Os recursos fazem parte do Fundo de Participação Social, abastecido pelo Fundo Rio Doce, administrado pelo BNDES dentro do novo acordo de reparação firmado no fim de 2024.
Do total anunciado, R$ 225 milhões serão destinados a uma chamada pública coordenada pelo BNDES para financiar projetos estruturantes apresentados por organizações dos territórios atingidos. As propostas poderão ser inscritas até 30 de dezembro e devem atuar em duas frentes: fortalecimento institucional de organizações sociais e apoio a empreendimentos produtivos coletivos.
Outros R$ 225 milhões serão aplicados por meio de edital da Fundação Banco do Brasil, voltado a projetos comunitários de menor porte, com valores entre R$ 50 mil e R$ 400 mil. Nesse caso, as inscrições seguem abertas até 22 de junho.
O lançamento ocorreu em Governador Valadares (MG) e contou com a presença do ministro-chefe da Secretaria-Geral da Presidência da República, Guilherme Boulos, além de representantes do BNDES e lideranças de comunidades atingidas.
Segundo o presidente do BNDES, Aloizio Mercadante, o novo modelo busca ampliar a participação direta das comunidades na definição das ações de reparação. Ele afirmou que a proposta pretende aproximar os investimentos das demandas reais dos territórios atingidos.
O rompimento da barragem de Fundão ocorreu em novembro de 2015, no município de Mariana, após o colapso da estrutura da mineradora Samarco. A lama de rejeitos percorreu a bacia do Rio Doce até o litoral do Espírito Santo, afetando dezenas de municípios mineiros e capixabas, além de comunidades ribeirinhas, pescadores e agricultores.
As iniciativas anunciadas integram o chamado Anexo 6 do novo acordo de reparação, que trata especificamente da participação social. O dispositivo prevê a criação de um Fundo de Participação Social de R$ 5 bilhões para financiar projetos definidos com participação direta das comunidades atingidas.

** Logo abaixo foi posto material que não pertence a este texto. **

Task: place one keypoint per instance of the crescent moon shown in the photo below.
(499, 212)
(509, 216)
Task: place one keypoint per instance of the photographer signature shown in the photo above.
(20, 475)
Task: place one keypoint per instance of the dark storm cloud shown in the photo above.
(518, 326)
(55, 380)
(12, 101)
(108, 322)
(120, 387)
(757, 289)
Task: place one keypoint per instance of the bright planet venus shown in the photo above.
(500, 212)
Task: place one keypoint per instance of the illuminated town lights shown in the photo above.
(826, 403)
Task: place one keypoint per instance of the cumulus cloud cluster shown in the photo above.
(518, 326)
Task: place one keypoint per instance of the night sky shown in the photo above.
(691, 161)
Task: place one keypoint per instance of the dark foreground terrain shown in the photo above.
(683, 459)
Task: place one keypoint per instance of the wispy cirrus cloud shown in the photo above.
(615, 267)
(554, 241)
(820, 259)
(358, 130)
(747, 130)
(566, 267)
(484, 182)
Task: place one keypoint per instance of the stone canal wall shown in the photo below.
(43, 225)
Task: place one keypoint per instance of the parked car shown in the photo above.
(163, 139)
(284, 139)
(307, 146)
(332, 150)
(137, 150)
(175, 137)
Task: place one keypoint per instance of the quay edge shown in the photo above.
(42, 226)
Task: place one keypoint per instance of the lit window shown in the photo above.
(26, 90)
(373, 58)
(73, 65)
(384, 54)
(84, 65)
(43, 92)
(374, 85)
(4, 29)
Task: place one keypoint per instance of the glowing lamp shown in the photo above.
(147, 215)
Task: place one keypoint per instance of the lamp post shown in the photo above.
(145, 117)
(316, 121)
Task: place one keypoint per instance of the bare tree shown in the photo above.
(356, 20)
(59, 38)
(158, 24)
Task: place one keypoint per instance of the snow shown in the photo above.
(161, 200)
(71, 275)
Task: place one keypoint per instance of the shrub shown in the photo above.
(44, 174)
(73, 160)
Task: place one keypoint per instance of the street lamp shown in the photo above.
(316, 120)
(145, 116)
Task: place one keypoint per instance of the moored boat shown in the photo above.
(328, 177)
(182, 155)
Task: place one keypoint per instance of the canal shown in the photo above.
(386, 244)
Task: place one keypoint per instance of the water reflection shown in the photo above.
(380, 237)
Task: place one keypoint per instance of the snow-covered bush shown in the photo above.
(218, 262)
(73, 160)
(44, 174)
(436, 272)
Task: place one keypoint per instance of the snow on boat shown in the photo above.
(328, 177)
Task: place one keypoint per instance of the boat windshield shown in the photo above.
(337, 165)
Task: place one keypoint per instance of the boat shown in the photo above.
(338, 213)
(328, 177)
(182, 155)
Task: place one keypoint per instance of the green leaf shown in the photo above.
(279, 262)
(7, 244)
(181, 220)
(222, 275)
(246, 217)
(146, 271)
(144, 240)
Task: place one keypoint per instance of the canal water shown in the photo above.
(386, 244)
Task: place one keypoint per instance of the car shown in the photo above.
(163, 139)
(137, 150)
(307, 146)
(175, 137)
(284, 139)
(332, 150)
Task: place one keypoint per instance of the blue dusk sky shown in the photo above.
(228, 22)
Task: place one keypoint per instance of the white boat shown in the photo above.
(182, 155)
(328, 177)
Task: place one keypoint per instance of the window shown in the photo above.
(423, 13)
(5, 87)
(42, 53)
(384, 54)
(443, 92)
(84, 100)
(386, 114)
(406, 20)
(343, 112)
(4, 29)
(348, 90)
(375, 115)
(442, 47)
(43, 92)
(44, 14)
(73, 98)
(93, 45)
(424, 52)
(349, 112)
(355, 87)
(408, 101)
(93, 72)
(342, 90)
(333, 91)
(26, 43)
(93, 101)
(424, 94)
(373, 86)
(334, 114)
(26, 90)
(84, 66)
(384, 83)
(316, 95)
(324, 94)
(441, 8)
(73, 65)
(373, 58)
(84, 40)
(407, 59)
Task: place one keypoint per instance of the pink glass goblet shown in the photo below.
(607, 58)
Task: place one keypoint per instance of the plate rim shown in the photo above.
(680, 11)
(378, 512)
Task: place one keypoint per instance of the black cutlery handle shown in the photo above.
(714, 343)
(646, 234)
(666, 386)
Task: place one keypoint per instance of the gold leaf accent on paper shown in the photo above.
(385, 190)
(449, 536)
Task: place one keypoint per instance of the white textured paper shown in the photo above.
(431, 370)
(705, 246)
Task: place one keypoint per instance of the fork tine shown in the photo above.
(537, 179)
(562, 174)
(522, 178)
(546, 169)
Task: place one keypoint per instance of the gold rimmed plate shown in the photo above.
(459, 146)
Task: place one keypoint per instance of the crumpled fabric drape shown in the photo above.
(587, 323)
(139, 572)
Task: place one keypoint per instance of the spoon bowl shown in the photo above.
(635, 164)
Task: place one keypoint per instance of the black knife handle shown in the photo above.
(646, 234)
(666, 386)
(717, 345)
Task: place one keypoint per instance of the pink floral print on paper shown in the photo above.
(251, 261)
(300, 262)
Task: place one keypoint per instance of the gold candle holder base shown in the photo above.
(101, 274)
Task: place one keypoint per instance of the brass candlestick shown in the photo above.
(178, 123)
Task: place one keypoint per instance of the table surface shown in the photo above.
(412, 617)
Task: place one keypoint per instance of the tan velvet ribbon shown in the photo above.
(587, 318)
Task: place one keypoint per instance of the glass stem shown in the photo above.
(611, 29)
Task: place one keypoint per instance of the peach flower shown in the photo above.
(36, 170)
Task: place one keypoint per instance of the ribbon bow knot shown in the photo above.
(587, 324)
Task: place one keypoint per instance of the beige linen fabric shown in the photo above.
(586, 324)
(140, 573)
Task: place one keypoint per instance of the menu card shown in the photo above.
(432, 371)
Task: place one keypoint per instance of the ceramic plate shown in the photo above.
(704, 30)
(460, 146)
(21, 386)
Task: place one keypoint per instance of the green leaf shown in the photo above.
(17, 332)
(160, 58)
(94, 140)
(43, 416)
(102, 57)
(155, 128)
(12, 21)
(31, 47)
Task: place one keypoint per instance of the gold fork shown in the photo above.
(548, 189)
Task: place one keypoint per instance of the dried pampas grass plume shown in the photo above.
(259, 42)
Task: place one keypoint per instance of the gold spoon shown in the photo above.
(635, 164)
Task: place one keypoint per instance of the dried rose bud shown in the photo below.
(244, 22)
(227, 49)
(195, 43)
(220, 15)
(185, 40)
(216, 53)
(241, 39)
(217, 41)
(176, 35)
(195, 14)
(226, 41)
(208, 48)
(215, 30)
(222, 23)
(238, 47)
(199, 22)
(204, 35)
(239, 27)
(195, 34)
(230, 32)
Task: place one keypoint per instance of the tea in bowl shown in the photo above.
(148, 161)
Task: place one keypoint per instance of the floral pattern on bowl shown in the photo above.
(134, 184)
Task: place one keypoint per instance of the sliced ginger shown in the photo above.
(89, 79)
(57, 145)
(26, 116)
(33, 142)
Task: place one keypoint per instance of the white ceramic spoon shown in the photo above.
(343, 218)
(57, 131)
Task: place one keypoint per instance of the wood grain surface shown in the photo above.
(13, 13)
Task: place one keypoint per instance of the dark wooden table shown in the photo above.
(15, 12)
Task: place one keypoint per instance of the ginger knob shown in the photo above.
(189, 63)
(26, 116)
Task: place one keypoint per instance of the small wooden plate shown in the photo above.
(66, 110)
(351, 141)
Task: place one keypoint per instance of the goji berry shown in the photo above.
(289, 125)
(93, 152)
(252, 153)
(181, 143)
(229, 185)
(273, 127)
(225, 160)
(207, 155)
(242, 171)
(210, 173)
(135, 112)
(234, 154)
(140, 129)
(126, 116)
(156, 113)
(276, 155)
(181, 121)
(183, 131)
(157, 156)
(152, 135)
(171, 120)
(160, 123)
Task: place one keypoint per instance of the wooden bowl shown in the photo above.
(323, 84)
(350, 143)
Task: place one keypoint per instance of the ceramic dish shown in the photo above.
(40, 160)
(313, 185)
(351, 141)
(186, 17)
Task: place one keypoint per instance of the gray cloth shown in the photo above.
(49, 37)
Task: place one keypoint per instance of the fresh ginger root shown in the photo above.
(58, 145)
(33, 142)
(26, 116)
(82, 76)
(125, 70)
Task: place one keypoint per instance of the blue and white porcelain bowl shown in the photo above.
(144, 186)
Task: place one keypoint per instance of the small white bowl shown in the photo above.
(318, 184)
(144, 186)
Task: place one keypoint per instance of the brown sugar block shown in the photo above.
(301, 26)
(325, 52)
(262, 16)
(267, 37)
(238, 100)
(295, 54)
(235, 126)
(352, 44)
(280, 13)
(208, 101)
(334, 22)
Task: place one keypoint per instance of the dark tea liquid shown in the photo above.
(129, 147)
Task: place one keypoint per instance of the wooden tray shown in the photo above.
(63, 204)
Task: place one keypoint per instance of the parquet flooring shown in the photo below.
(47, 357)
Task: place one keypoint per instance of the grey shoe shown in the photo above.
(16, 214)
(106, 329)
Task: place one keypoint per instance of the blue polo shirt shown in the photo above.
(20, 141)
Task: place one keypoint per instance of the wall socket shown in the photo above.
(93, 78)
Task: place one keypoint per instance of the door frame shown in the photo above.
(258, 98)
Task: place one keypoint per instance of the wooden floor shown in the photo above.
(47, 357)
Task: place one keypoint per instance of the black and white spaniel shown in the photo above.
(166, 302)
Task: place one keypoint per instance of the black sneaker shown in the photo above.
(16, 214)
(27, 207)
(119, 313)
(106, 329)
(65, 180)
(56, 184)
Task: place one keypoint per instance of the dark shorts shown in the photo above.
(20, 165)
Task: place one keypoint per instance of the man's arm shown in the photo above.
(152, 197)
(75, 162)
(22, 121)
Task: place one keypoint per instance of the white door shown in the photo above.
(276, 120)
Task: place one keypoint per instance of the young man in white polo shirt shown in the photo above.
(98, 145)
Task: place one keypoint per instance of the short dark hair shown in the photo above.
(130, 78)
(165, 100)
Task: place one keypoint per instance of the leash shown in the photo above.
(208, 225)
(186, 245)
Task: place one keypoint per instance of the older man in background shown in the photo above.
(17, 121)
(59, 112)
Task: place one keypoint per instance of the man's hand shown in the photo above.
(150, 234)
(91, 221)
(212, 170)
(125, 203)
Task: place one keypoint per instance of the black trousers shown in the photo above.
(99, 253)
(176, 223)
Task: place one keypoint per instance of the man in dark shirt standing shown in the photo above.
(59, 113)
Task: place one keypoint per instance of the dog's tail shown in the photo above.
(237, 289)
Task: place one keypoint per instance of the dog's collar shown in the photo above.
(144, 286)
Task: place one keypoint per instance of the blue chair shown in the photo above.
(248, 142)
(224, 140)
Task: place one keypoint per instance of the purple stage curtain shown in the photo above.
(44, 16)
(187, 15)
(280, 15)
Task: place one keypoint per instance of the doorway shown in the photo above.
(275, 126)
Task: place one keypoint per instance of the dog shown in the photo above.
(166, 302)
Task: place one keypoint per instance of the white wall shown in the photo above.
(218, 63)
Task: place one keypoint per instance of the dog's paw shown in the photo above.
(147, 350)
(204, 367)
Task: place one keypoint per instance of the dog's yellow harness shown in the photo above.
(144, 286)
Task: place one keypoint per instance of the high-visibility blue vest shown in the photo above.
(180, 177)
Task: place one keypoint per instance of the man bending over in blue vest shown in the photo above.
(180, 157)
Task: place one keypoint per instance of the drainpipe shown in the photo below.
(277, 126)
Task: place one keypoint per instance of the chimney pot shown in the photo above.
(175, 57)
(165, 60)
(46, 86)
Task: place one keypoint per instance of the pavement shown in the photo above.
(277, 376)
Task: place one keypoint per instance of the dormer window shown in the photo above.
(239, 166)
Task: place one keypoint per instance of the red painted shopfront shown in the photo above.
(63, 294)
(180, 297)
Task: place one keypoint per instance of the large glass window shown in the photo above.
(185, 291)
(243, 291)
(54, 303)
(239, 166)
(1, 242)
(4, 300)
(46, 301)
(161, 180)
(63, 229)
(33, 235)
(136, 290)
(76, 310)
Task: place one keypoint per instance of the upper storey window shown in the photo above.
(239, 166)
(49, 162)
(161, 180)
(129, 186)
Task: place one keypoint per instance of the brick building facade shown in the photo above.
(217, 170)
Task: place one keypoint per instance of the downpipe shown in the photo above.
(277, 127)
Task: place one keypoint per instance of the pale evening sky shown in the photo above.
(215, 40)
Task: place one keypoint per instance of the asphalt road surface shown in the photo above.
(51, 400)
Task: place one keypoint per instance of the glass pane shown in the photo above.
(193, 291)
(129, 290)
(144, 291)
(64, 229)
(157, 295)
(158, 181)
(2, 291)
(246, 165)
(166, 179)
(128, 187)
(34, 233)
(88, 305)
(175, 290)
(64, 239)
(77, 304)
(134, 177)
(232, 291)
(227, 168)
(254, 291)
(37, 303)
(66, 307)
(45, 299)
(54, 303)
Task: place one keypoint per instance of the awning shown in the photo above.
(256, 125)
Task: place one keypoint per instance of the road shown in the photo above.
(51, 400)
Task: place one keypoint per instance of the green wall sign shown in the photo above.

Além da chamada pública e do edital, o acordo também criou o Conselho Federal de Participação Social da Bacia do Rio Doce e Litoral Norte Capixaba, formado por representantes do poder público e da sociedade civil em composição paritária.
Na modalidade coordenada pelo BNDES, os projetos estruturantes deverão variar entre R$ 5 milhões e R$ 23 milhões e terão foco em desenvolvimento regional, fortalecimento econômico e integração produtiva. Organizações sem fins lucrativos e instituições de ensino superior poderão apresentar propostas.
Já os projetos apoiados pela Fundação Banco do Brasil terão foco mais local e comunitário, contemplando áreas como agricultura familiar, pesca, recuperação ambiental, acesso à água, educação, cultura, fortalecimento de povos tradicionais e combate às desigualdades sociais.
O novo acordo de reparação também alterou a governança das ações relacionadas à tragédia. A Fundação Renova, criada anteriormente para executar medidas compensatórias, foi extinta. Pelo novo modelo, a Samarco deverá desembolsar R$ 100 bilhões ao longo de 20 anos. Desse total, R$ 49,1 bilhões serão destinados ao Fundo Rio Doce, administrado pelo BNDES.
Segundo dados apresentados pelo banco, cerca de R$ 2,2 bilhões já foram liberados para programas ligados à transferência de renda, fortalecimento da assistência social, retomada econômica de comunidades rurais e apoio técnico às populações atingidas.
Durante o evento, representantes do banco também anunciaram o lançamento do podcast “Horizontes do Rio Doce”, série produzida para explicar as etapas do novo acordo e os mecanismos de reparação previstos para os próximos anos.